Edge-enrich N-doped graphitic carbon: Boosting rate capability and cyclability for potassium ion battery

Abstract

A series of N-doped graphitic carbons with different carbonization temperatures (denoted as ENGC-T) are controllably synthesized. The correlation between different N-doping species and interlayer spacing is explored, and thus demonstrating that pyrrolic-N (N-5) content has a substantial effect of the expanded interplanar spacing. The resulting ENGC-850 with the optimal N-5 configuration achieves excellent electrochemical performance in terms of capacity, rate capability, and cycling stability. • A series of N-doped graphitic carbons are controllably synthesized. • High edge-N doping ratio is conducive to promote capacitive-controlled K-storage. • Pyrrolic-N configuration has a substantial effect on the interlayer spacing. • The resultant product delivers excellent rate capability and exceptional cyclability. Nitrogen (N) doped graphitic-carbon materials as anode have been intensively studied for potassium-ion batteries (PIBs).
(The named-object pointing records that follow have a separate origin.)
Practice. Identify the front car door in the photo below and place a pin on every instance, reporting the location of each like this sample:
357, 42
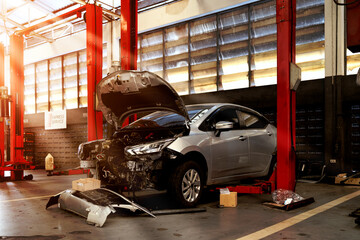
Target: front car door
229, 150
262, 141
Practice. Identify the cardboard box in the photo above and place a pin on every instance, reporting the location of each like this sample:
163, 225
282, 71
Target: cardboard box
228, 200
341, 177
84, 184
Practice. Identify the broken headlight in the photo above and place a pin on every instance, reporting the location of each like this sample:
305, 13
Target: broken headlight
153, 147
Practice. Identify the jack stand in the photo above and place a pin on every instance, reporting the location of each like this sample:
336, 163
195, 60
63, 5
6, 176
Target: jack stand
261, 187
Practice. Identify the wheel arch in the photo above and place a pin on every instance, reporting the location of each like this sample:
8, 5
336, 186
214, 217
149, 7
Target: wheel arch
199, 159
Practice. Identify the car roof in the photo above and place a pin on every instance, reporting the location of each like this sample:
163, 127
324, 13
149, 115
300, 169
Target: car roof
217, 105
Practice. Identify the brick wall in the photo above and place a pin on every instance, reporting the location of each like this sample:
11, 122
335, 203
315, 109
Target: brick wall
61, 144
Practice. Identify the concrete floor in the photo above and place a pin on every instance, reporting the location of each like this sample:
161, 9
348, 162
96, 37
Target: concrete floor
23, 216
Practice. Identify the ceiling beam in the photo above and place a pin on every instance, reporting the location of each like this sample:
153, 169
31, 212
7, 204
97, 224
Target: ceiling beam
6, 19
104, 10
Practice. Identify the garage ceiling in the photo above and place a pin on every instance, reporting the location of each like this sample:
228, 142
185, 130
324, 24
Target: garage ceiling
19, 14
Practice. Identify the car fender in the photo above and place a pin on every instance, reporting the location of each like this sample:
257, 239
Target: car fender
194, 143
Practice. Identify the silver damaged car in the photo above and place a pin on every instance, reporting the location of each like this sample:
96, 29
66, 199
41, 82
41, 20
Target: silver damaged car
175, 147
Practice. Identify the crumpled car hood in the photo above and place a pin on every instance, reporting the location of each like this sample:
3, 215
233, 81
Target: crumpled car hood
123, 93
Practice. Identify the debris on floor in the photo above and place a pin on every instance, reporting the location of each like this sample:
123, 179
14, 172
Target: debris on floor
95, 205
288, 200
356, 214
342, 178
227, 198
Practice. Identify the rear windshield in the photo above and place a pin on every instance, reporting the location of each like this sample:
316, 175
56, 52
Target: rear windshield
168, 119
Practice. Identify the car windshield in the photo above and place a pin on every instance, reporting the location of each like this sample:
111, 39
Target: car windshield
168, 119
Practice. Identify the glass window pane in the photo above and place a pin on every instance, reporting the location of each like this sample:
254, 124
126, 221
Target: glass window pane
42, 86
83, 78
234, 49
152, 53
263, 44
310, 39
177, 58
70, 81
29, 88
203, 43
55, 79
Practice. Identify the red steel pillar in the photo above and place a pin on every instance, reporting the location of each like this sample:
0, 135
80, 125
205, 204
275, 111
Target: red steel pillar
17, 103
286, 101
94, 48
129, 38
2, 120
129, 34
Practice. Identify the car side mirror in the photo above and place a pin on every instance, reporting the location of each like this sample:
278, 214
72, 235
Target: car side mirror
223, 126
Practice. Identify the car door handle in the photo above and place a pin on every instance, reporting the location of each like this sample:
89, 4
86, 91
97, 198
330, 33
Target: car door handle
242, 138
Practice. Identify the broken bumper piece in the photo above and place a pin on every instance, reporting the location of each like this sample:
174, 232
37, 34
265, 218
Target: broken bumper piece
94, 205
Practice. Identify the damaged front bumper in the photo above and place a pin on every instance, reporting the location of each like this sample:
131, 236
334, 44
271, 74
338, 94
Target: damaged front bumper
94, 205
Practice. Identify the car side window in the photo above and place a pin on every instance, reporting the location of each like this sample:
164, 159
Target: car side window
248, 120
226, 114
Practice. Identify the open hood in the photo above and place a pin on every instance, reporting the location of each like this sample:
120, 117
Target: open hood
123, 93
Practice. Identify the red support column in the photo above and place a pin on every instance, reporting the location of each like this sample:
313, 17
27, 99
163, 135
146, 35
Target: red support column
2, 120
129, 34
286, 101
94, 46
17, 103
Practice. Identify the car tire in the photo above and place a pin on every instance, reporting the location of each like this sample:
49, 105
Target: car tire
187, 184
272, 167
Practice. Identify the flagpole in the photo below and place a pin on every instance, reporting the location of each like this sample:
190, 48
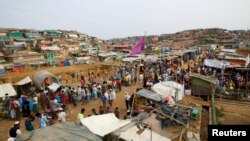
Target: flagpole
136, 84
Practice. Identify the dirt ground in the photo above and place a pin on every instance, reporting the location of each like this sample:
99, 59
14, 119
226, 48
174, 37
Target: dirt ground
231, 112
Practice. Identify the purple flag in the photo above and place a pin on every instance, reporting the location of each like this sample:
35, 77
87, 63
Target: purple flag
139, 46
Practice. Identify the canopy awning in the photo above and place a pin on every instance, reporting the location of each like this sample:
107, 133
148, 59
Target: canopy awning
24, 81
54, 86
7, 88
103, 124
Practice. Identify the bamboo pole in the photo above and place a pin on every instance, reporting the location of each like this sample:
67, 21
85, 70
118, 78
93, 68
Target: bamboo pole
170, 117
136, 85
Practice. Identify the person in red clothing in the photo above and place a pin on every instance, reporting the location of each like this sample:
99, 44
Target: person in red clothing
117, 112
63, 97
101, 111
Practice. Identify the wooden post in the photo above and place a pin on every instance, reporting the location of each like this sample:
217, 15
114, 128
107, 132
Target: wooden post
212, 105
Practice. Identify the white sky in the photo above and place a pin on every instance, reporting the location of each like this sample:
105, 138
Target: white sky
122, 18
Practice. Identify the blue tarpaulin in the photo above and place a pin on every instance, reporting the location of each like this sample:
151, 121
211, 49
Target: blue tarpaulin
66, 63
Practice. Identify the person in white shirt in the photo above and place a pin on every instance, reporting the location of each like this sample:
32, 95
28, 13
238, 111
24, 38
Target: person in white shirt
61, 115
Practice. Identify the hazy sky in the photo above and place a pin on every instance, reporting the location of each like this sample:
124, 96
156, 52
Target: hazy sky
121, 18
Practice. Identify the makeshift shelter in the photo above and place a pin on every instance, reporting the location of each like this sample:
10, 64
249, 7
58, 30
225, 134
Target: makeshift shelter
23, 85
54, 86
135, 131
24, 81
2, 70
60, 132
144, 96
66, 62
215, 63
201, 85
39, 78
169, 88
149, 95
103, 124
7, 88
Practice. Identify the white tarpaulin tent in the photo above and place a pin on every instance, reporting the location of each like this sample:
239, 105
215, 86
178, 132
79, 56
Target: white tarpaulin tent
215, 63
54, 86
228, 50
52, 48
7, 88
103, 124
169, 88
132, 135
24, 81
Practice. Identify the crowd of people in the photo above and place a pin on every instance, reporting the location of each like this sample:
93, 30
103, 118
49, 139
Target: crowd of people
103, 84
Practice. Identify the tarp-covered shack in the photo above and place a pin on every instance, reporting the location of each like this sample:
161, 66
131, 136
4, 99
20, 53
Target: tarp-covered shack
42, 77
60, 132
144, 96
103, 124
151, 130
202, 85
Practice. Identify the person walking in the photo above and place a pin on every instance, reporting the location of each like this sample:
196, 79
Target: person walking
80, 115
15, 130
104, 101
127, 100
28, 123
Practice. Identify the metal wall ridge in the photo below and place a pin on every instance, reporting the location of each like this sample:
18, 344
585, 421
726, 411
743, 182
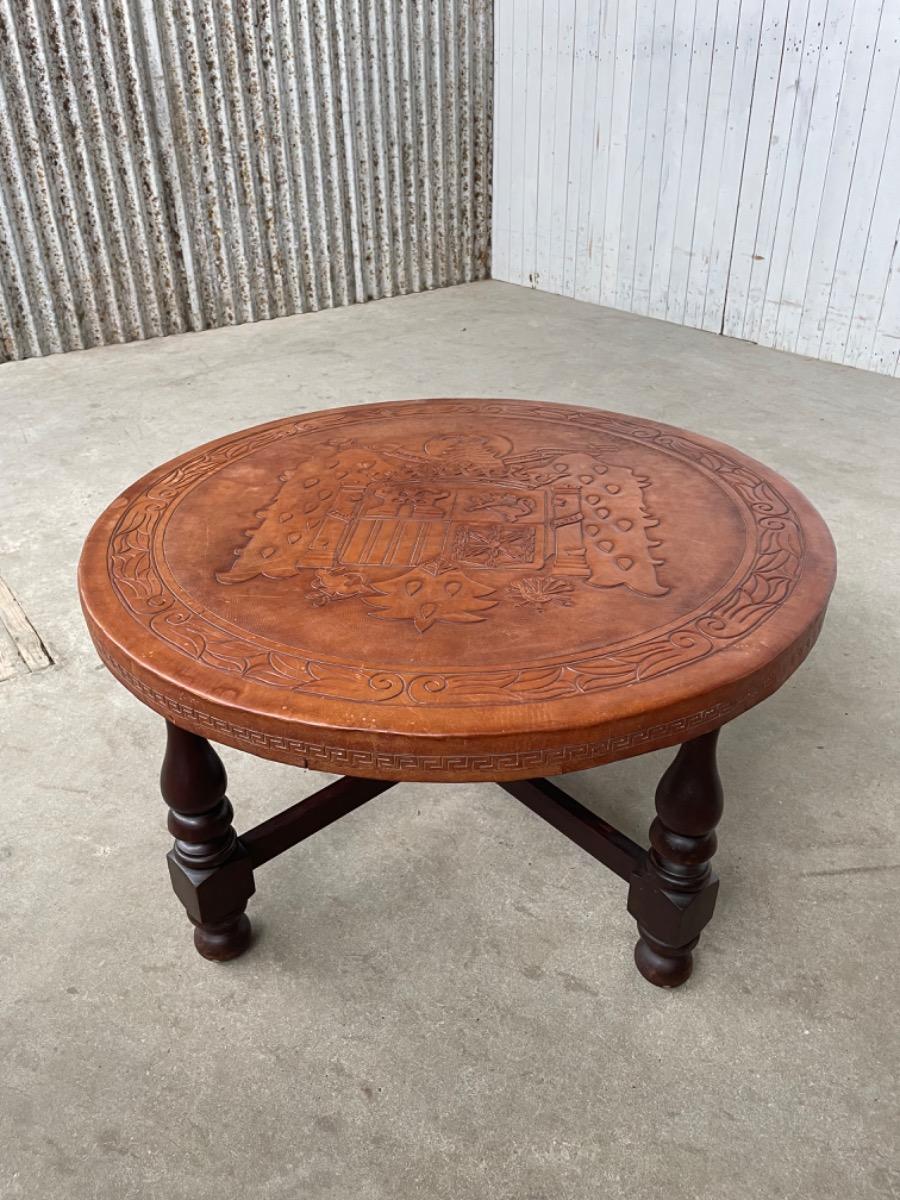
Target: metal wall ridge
180, 165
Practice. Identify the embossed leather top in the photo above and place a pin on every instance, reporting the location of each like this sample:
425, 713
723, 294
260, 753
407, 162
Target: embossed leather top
456, 588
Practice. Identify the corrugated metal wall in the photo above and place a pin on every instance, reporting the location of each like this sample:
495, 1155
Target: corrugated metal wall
177, 165
733, 167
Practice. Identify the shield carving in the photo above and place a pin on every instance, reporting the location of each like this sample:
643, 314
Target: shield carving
471, 526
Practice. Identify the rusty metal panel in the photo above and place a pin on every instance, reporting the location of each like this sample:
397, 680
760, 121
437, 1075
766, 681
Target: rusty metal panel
179, 165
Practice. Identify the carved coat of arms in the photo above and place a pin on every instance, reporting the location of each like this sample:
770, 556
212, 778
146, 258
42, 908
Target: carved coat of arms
448, 532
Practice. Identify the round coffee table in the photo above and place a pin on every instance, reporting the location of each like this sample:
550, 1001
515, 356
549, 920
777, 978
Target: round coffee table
455, 589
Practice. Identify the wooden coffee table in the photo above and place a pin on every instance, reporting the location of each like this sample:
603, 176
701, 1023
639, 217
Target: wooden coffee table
455, 589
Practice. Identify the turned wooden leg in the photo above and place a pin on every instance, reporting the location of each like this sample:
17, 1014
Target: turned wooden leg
209, 868
673, 894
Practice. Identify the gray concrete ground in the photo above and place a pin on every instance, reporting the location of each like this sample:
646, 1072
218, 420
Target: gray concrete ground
442, 1002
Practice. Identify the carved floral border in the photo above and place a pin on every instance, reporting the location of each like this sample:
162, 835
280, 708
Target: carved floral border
768, 580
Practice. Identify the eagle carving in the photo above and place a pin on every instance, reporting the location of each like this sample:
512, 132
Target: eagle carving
463, 515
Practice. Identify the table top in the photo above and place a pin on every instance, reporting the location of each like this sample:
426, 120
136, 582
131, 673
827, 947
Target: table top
456, 588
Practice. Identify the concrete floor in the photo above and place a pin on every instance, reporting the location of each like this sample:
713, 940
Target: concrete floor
442, 1002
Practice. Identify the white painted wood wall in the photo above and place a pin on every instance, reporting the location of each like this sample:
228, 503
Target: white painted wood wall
727, 165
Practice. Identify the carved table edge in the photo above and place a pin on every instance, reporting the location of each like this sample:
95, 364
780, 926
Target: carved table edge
331, 756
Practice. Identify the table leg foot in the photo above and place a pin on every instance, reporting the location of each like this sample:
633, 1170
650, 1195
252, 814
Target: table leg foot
223, 940
210, 869
672, 895
666, 966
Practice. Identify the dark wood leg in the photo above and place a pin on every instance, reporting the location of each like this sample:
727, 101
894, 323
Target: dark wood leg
673, 893
210, 870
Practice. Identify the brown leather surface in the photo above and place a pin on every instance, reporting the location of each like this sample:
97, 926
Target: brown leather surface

However, insufficient N-doping content, especially the low edge-N ratio composed of pyridinic-N (N-6) and pyrrolic-N (N-5) cannot provide excellent rate capability and ultra-long cycle lifespan. Meanwhile, the intercorrelation between N-doping species and enlarged interlayer spacing remains unclear and needs to be further explored. Based on this, a series of N-doped graphitic carbons with different carbonization temperatures (denoted as ENGC-T) are controllably synthesized. It is found that a high edge-N doping ratio is conducive to increase active sites to promote capacitive-controlled K-storage. And the correlation between N-doping species and interlayer spacing reveals that N-5 configuration has a substantial effect on the interlayer spacing, due to its stronger electrostatic repulsion. Accordingly, the resultant ENGC-850 with both an ultra-high edge-N ratio (76.6%) and N-5 content (42%) achieves the most abundant defects and the largest interspacing, ensuring high capacity and cycling stability. Besides, good crystallization characteristics guarantees fast electron transfer, favoring conductivity. As expected, ENGC-850 electrode delivers high capacity, excellent rate (228.9 mAh g −1 at 2 A g −1 ), and prolonged cycle lifespan (188.9 mAh g −1 over 2200 cycles).